Hope to hear your understanding. Thanks.

Yura52 commented 1 year ago

I don't understand the question. IIRC the whole PLE operation can be rewritten using only traditional linear layers and ReLU activations with the input being the original scalar x.
I tested "bi-PLE" when working on the project with exactly the same motivation :) Interestingly, I did not see any difference in results, but I did not invest too much time in this idea and I did not run the full "tune-evaluate" cycle on all datasets, so my observations (and implementation) may be unreliable. If you run any experiments on that, would be interesting to see the results.

xumwen commented 1 year ago

Thanks for your reply. For example of question 1, what if replace the encoding of [1, 1, (x - b_(t-1)) / (bt - b(t-1)), 0] to [0, 0, (x - b_(t-1)) / (bt - b(t-1)), 0]?

Yura52 commented 1 year ago

The informal answer is "this encoding does not preserve the notion of order".

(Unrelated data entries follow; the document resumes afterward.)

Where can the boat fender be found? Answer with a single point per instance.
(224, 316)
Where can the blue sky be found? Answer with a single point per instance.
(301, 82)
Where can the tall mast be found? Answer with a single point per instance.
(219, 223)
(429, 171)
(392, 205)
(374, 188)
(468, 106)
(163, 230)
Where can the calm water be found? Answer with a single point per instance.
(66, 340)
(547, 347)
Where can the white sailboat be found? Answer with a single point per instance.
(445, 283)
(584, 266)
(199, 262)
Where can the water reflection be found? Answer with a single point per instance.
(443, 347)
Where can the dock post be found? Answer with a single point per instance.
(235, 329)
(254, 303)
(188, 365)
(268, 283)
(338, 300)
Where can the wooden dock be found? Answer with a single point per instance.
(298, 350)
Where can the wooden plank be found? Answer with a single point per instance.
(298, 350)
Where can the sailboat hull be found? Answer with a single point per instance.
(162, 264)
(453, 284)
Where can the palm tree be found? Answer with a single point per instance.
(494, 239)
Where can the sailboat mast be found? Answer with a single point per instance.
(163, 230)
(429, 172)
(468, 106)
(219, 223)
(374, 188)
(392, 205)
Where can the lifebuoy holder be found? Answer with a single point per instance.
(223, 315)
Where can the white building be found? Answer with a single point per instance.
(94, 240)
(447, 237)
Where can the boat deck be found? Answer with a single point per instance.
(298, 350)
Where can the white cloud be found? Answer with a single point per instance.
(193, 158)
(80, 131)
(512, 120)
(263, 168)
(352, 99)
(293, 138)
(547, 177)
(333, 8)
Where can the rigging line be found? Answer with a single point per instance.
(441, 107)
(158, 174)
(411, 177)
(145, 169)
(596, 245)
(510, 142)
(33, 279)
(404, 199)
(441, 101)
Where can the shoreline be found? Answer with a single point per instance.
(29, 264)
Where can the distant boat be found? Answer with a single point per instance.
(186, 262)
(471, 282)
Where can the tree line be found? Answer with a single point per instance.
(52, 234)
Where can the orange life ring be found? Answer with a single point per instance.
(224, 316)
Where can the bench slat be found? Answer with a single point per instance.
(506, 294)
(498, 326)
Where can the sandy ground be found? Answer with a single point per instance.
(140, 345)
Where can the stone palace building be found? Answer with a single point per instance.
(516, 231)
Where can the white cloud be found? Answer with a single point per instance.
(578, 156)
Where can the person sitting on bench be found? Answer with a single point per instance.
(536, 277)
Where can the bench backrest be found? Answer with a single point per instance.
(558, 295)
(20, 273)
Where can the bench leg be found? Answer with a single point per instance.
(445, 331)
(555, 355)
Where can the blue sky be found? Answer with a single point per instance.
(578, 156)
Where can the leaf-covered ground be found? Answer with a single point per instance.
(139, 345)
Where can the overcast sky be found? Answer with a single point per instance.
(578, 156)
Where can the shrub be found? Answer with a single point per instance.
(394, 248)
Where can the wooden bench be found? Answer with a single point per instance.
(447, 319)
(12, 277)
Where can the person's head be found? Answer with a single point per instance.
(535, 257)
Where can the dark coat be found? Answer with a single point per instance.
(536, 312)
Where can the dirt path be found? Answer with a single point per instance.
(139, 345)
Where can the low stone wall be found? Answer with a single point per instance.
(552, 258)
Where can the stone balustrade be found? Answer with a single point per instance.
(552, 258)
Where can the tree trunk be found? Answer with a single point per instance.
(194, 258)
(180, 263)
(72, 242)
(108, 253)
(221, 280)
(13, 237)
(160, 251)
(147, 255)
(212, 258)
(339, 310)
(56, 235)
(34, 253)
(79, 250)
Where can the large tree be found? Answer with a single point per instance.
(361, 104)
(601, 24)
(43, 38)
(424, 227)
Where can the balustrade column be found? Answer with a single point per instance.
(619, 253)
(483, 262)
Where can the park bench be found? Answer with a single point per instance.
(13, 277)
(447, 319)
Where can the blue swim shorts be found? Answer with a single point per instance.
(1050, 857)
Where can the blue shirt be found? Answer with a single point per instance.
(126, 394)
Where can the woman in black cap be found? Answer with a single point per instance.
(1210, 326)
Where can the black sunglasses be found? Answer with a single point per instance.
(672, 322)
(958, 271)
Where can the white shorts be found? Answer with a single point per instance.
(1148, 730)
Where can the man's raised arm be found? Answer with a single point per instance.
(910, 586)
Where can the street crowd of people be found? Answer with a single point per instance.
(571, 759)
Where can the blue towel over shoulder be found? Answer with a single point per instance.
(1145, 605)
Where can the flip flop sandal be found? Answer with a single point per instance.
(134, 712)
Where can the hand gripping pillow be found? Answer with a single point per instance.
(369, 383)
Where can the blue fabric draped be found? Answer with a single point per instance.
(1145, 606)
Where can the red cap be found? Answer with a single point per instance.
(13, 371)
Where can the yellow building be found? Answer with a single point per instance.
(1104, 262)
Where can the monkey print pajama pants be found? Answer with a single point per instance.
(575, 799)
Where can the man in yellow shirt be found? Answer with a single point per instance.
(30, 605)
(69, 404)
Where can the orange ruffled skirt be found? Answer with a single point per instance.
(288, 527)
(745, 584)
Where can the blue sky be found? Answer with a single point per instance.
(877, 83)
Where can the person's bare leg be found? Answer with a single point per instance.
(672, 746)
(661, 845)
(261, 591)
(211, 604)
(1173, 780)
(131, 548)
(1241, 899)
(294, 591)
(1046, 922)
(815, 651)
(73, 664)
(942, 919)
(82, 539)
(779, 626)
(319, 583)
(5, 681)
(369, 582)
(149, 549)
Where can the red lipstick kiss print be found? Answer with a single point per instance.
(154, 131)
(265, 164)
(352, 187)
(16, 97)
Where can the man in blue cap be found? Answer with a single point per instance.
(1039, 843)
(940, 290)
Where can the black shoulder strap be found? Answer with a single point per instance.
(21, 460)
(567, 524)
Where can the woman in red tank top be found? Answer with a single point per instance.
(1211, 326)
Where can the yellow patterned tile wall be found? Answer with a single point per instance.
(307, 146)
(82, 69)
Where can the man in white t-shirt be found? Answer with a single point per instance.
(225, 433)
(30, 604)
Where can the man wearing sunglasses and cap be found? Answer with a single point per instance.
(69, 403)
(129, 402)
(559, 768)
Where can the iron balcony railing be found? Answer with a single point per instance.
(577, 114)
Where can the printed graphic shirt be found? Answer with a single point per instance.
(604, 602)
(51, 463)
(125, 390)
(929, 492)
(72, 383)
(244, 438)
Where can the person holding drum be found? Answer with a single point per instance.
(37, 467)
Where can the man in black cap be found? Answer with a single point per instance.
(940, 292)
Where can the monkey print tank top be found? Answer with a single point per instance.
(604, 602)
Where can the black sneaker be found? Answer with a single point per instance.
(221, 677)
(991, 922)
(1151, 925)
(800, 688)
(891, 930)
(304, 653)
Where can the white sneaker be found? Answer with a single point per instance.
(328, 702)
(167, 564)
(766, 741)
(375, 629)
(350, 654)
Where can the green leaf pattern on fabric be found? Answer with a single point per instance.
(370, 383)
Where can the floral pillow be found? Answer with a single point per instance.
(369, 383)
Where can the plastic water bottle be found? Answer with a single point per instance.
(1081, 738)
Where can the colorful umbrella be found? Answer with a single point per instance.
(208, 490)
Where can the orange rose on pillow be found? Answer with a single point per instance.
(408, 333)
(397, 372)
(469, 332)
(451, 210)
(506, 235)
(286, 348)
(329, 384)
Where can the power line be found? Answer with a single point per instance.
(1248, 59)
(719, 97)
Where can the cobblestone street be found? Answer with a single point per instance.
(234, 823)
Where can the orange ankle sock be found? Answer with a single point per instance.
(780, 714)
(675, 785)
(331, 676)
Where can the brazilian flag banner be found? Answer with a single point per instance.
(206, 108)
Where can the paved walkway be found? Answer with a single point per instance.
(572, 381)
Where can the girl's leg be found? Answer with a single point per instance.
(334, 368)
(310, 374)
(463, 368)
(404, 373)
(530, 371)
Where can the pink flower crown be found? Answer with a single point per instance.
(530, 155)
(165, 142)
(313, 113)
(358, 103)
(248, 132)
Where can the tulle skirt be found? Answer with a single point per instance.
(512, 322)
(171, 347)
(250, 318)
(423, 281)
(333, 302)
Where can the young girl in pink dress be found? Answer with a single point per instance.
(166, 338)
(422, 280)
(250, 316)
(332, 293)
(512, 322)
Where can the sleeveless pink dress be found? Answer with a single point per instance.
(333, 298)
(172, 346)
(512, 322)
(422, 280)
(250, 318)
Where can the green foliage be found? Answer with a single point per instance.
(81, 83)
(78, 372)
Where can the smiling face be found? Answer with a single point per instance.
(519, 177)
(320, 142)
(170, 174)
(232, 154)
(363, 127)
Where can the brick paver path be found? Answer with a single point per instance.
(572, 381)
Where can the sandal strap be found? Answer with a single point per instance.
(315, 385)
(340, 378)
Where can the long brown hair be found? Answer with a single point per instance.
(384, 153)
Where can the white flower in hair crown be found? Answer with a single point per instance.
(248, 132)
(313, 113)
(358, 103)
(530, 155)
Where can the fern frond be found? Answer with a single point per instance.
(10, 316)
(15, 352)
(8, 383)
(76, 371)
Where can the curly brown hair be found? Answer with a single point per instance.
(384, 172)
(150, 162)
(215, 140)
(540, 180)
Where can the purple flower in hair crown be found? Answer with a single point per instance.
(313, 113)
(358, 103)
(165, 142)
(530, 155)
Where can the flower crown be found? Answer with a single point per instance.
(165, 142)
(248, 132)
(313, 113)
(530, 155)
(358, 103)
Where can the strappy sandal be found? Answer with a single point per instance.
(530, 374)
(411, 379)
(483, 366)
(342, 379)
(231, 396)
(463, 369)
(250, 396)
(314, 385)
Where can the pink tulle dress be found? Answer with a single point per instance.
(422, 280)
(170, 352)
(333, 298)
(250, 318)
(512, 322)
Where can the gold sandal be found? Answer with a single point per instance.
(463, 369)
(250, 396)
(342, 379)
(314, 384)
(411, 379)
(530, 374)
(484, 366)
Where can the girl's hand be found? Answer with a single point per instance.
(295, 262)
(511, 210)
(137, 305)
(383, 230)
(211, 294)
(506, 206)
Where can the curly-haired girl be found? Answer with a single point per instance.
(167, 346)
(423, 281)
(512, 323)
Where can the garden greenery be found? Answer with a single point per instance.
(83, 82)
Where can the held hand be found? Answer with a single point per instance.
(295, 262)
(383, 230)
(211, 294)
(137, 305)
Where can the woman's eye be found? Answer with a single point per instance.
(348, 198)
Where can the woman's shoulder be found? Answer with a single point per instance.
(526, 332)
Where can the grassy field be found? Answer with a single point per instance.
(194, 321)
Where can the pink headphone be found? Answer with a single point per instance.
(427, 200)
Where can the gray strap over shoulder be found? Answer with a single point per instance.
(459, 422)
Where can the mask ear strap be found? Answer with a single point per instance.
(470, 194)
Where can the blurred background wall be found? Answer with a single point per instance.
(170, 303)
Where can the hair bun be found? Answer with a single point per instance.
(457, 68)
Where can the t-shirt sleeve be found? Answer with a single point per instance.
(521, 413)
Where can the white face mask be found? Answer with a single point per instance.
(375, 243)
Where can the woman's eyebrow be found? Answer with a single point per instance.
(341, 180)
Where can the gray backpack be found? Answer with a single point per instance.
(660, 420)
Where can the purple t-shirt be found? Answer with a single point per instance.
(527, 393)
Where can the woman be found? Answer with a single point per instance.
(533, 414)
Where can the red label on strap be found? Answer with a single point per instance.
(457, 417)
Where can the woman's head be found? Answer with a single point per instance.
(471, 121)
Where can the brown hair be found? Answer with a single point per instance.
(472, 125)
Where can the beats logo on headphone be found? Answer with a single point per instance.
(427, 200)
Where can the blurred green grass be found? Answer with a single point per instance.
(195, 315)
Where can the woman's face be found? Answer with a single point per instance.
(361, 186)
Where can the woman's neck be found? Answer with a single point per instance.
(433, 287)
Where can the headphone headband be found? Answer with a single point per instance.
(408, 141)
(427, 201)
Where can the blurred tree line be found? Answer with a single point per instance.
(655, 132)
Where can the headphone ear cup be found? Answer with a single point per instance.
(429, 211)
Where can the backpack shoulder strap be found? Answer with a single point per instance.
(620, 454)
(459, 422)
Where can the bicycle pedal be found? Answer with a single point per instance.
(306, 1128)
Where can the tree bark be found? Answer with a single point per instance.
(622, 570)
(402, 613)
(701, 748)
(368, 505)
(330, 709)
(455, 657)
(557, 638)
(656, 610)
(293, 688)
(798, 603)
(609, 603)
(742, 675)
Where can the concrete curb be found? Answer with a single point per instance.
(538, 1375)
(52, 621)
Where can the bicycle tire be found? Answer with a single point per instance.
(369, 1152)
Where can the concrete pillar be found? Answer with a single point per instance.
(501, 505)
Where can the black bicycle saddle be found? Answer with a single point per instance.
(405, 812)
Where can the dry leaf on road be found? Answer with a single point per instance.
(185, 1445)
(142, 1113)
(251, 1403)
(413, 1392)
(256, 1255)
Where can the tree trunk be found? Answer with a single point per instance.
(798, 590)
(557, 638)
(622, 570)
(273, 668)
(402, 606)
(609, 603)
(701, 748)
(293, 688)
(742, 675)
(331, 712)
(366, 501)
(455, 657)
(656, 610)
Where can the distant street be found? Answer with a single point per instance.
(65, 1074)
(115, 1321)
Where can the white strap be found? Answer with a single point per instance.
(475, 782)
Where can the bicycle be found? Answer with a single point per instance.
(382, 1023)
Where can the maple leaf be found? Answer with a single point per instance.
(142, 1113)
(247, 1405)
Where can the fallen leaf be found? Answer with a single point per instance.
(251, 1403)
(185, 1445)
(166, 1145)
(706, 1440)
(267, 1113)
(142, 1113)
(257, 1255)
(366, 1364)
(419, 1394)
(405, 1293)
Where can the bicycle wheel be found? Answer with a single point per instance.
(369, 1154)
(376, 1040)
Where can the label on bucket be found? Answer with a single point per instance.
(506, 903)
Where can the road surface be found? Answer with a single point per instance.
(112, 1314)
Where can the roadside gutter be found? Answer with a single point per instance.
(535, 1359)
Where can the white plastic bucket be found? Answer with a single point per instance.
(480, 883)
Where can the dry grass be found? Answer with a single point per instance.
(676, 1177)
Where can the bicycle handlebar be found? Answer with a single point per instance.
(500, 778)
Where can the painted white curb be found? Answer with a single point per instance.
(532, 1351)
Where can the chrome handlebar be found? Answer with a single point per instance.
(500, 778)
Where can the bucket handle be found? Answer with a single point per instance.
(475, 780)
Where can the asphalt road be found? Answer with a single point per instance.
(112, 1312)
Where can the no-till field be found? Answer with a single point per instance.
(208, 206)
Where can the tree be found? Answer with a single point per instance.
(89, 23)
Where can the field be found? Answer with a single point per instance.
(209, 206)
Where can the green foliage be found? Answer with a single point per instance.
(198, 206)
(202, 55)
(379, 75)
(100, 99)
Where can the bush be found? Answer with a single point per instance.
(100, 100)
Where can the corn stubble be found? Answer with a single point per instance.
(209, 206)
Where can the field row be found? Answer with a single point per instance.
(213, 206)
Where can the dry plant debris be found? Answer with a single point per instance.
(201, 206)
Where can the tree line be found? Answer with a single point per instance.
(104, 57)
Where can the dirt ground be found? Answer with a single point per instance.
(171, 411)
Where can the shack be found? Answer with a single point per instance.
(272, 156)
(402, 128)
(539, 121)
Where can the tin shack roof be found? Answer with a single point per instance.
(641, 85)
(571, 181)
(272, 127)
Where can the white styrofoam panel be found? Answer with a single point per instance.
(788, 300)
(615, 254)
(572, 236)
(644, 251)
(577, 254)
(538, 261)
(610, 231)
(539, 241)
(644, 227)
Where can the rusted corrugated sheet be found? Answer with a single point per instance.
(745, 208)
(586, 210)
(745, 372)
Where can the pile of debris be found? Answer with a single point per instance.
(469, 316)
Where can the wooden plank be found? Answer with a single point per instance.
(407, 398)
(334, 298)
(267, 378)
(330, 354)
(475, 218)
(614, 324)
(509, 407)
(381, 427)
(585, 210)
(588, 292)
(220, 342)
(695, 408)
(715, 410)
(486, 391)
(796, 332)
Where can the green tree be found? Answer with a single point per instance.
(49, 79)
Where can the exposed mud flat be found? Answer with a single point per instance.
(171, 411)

Formally, the problem is that without 1 in the left bins you can have two embeddings representing very different values but being very close in terms of L2 distance (eps = 1e-9):

[eps, 0, ..., 0] vs [0, ..., 0, eps]

Similarly, you can have very close values with very different embeddings:

[0, ..., 1 - eps, 0, 0, ..., 0] vs [0, ..., 0, eps, 0, ..., 0]

xumwen commented 1 year ago

I see.

Thanks!